To minimize (3), we firstly estimate the local rotation R i with the vertex position calculated by (2) as the initial guess x0. New position x′ 1 could be obtained by solving the linear system (4). We can iterative apply the process to further minimize the objective function. We conduct 5 iterations in our current implementation Because the rigid transformations R i only influence the right-hand side of the linear system, the system matrix only depends on the initial mesh. Thus we can firstly factorize the system matrix, and then perform back substitution only to solve the system.

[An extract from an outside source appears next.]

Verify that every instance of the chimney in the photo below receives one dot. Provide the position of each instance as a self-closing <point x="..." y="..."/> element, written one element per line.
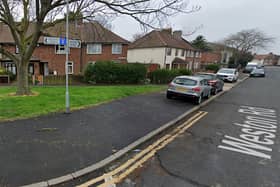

6 Experimental results and discussions

We have implemented the techniques mentioned above with C+ +.

Figures 5, 6, 7 and 8 show extra volumetric parameterization results. Figures 1, 9 and 10 show more examples of interior structure transfer. Table 1 shows the statistics of volume parameterization, the program is run on a Pentium Xeon 2.67GHz CPU with 8.0G RAM. Compared with previous curve-tracing based method [12, 23, 29, 30], our method gains great advantage on efficiency. It only cost about half a minute in total to parameterize a tetrahedral mesh with the size around 90,000 vertices. Table 2 lists the statistics for the as-rigid-as-possible update of interior structure. The optimization only cost several seconds.

Fig. 5
figure 5

Volume parameterization of pierrot model

Fig. 6
figure 6

Volume parameterization of maneki model

Fig. 7
figure 7

Volume parameterization of moai model

Fig. 8
figure 8

Volume parameterization of squirrel model

Fig. 9
figure 9

Transfer of torso skeleton from venus body to armadillo body

Fig. 10
figure 10

Transfer of knot structure from a sphere to a cube

Table 1 Statistics of harmonic 1-form based volume parameterization
Table 2 Statistics of interior structure transfer

6.1 Limitations

There are still several limitations in our algorithm. One need to be listed separately is that our volumetric parameterization technique is only applicable for cuboid object. Obvious distortion may present for object far from a cuboid such as the example model shown in Figs. 7 and 8 (notice the large distortion of solid texture on the head part of the moai model).

7 Conclusions

A novel framework for the transfer of interior structure during shape transformation is presented in this paper. We firstly parameterize the source surface and the target surface onto a common polycube domain and generate a morphing sequence based on the correspondence of polycube map. We then generate tetrahedral mesh for both surfaces and conduct a harmonic 1-form based volume parameterization to construct a bijective mapping between the two volume space. After that, the interior structure is transferred from the source to the target based on the volume mapping. Finally, we generate the interior structures of intermediate shapes by linear interpolation between the source interior structure and the target interior structure.